Uno de los retos de este año fue leer un libro prestado. ¡Eso es un ejercicio de confianza más fuerte que el de caer de espaldas sobre tu compañero más cercano!
Quienes hemos sido parte de uno u otro lado de la mesa hemos pasado por un análisis de seguridad digno de un investigador privado o un servicio de espionaje; hemos pasado por años de conocimiento y reconocimiento de nuestro proceder; y superamos un análisis de riesgo más riguroso que el SARLAFT (Sistema de Administración de Riesgos para Lavado de Activos y Financiación del Terrorismo) implementado por el sistema financiero. Toda una política de Conozca a su cliente rigurosa y plagada de alertas que indican si esa persona es de fiar.
Sólo exagero un poco. Si bien es cierto que los lectores somos más bien reacios a prestar un libro a gente que no sea de nuestra entera confianza, sí solemos compartir nuestras lecturas; pues no hay mayor placer que el poder compartir el gozo de un libro leído. De él se derivan conclusiones conjuntas, conversaciones (con o sin una buena taza de café al lado), teorías; y casi un mundo paralelo a la historia, propiamente dicha.
He sido “arrendataria” de libros en varias partes a lo largo de mi vida:
De las bibliotecas de mis tías. Aunque era más frecuente que el préstamo de los libros fuera mientras estuviera en la casa de mi abuelita, he tomado libros prestados de sus bibliotecas, como tuve la vergüenza de constatar hace poco (ver la imagen principal). Leía los libros entre semana, y los devolvía los sábados, día de nuestro almuerzo familiar.
Libros del salón. En mi colegio, los salones de primaria tenían libros; así que uno de los primeros entornos en los que supe qué era “pedir un libro prestado” fue ese.
De la biblioteca del colegio. Esta fue una clásica. Pedí libros prestados desde los 10 hasta los 17 años, con énfasis en el bachillerato pues mi mamá me sacó la mano en aquello de la compra indiscriminada de libros. Aunque en general era disciplinada con las fechas de regreso, había ocasionales olvidos que resultaban en multas.

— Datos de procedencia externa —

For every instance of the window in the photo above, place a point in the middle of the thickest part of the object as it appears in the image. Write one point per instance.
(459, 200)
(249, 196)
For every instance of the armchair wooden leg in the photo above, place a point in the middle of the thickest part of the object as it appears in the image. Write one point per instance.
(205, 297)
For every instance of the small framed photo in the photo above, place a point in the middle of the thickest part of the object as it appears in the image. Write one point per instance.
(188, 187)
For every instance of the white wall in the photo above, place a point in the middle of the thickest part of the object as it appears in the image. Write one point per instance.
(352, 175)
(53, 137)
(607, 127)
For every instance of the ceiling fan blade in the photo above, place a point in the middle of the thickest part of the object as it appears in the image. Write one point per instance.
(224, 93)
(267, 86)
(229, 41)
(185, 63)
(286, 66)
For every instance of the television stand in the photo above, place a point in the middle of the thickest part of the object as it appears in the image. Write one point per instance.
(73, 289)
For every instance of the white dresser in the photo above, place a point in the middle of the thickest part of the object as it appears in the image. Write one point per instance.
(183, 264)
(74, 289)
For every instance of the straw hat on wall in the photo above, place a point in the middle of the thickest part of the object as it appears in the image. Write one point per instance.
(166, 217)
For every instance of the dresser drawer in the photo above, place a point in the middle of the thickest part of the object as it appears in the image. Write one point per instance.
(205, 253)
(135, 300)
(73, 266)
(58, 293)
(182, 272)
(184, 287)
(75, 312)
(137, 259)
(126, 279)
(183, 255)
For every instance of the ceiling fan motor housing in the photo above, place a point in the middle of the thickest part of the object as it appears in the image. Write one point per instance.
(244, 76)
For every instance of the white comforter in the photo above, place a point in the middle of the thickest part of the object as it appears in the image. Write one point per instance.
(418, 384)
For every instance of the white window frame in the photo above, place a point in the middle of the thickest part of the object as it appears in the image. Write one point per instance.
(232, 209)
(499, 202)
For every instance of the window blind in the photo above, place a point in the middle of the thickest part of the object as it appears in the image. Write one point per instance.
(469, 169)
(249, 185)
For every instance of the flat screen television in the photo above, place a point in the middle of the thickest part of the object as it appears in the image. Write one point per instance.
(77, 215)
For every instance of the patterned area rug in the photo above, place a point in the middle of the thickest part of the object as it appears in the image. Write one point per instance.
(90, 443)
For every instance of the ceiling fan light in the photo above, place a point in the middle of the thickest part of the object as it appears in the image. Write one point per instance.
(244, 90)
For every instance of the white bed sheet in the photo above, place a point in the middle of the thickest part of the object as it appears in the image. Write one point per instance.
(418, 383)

De la biblioteca pública. Fue el menos frecuente para mí, porque tenía ciertas restricciones de transporte y convencer a mi mamá de que me llevara a la biblioteca (situada al otro lado de la ciudad) era más bien difícil. No obstante, una vez sí pedimos prestado un libro de una biblioteca pública (Las intermitencias de la muerte); pero no para mí, sino para mi hermano.
Curiosamente, nunca me llamó la atención pedir libros prestados en la biblioteca de mi universidad o en la de EAFIT; tal vez porque pensaba que la Universidad debía ser un periodo para adquirir muchos conocimientos técnicos de mi área de estudio. Y ahora, he recurrido a otros medios para ampliar mi biblioteca; como trueques literarios o compras.
La única excepción que se refiere al préstamo de libros es Momo. Ese libro no sale de mi biblioteca. Con todo el gusto, le puedo regalar una edición o le digo dónde puede descargarlo en Internet; pero no le presto mi ejemplar. Ese libro no se presta.
Una entrada muy interesante, y es cierto que entre lectores hay un cierto recelo a la hora de dejar prestado uno de sus libros, pero una vez superada esa barrera inicial uno siente que está compartiendo algo más que un simple libro, ahora el objeto se transforma en una experiencia que nos conecta con el nuevo lector. Yo suelo compartir, no mucho, pero si con algunos primos o tíos, o incluso los amigos más cercanos que a veces te preguntan por un libro que les ha llamado la atención de las estanterías. Saludos!